1 files changed, 255 insertions, 0 deletions
diff --git a/docs/dispatch.rst b/docs/dispatch.rst
new file mode 100644
index 00000000000..c7b0af37636
--- /dev/null
+++ b/docs/dispatch.rst
@@ -0,0 +1,255 @@
+GL Dispatch
+===========
+
+Several factors combine to make efficient dispatch of OpenGL functions
+fairly complicated. This document attempts to explain some of the issues
+and introduce the reader to Mesa's implementation. Readers already
+familiar with the issues around GL dispatch can safely skip ahead to the
+`overview of Mesa's implementation <#overview>`__.
+
+1. Complexity of GL Dispatch
+----------------------------
+
+Every GL application has at least one object called a GL *context*. This
+object, which is an implicit parameter to every GL function, stores all
+of the GL related state for the application. Every texture, every buffer
+object, every enable, and much, much more is stored in the context.

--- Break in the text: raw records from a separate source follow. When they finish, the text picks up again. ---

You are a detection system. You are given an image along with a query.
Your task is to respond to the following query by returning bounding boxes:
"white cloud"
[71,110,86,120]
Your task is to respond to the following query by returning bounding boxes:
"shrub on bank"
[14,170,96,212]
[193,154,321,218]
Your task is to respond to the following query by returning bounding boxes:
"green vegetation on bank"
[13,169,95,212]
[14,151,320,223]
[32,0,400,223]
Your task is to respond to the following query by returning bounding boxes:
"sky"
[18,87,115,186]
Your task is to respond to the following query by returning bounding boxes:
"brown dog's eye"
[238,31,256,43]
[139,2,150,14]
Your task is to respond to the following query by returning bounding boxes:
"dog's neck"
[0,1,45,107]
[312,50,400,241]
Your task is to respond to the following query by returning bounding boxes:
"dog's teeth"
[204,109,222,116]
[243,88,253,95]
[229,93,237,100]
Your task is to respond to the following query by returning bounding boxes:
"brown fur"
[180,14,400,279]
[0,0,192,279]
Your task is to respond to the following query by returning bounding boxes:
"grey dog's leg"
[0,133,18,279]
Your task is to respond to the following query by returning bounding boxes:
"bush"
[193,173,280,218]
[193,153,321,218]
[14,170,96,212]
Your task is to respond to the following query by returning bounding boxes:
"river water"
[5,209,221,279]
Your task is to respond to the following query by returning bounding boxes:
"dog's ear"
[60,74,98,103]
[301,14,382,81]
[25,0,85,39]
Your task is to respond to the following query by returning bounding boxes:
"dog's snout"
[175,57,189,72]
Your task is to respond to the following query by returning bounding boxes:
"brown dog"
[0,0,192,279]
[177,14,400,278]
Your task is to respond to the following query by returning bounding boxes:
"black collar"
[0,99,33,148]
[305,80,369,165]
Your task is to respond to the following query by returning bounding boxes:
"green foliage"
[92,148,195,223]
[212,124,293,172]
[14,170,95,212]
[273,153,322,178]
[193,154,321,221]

+Since an application can have more than one context, the context to be
+used is selected by a window-system dependent function such as
+``glXMakeContextCurrent``.
+
+In environments that implement OpenGL with X-Windows using GLX, every GL
+function, including the pointers returned by ``glXGetProcAddress``, are
+*context independent*. This means that no matter what context is
+currently active, the same ``glVertex3fv`` function is used.
+
+This creates the first bit of dispatch complexity. An application can
+have two GL contexts. One context is a direct rendering context where
+function calls are routed directly to a driver loaded within the
+application's address space. The other context is an indirect rendering
+context where function calls are converted to GLX protocol and sent to a
+server. The same ``glVertex3fv`` has to do the right thing depending on
+which context is current.
+
+Highly optimized drivers or GLX protocol implementations may want to
+change the behavior of GL functions depending on current state. For
+example, ``glFogCoordf`` may operate differently depending on whether or
+not fog is enabled.
+
+In multi-threaded environments, it is possible for each thread to have a
+different GL context current. This means that poor old ``glVertex3fv``
+has to know which GL context is current in the thread where it is being
+called.
+
+.. _overview:
+
+2. Overview of Mesa's Implementation
+------------------------------------
+
+Mesa uses two per-thread pointers. The first pointer stores the address
+of the context current in the thread, and the second pointer stores the
+address of the *dispatch table* associated with that context. The
+dispatch table stores pointers to functions that actually implement
+specific GL functions. Each time a new context is made current in a
+thread, these pointers a updated.
+
+The implementation of functions such as ``glVertex3fv`` becomes
+conceptually simple:
+
+-  Fetch the current dispatch table pointer.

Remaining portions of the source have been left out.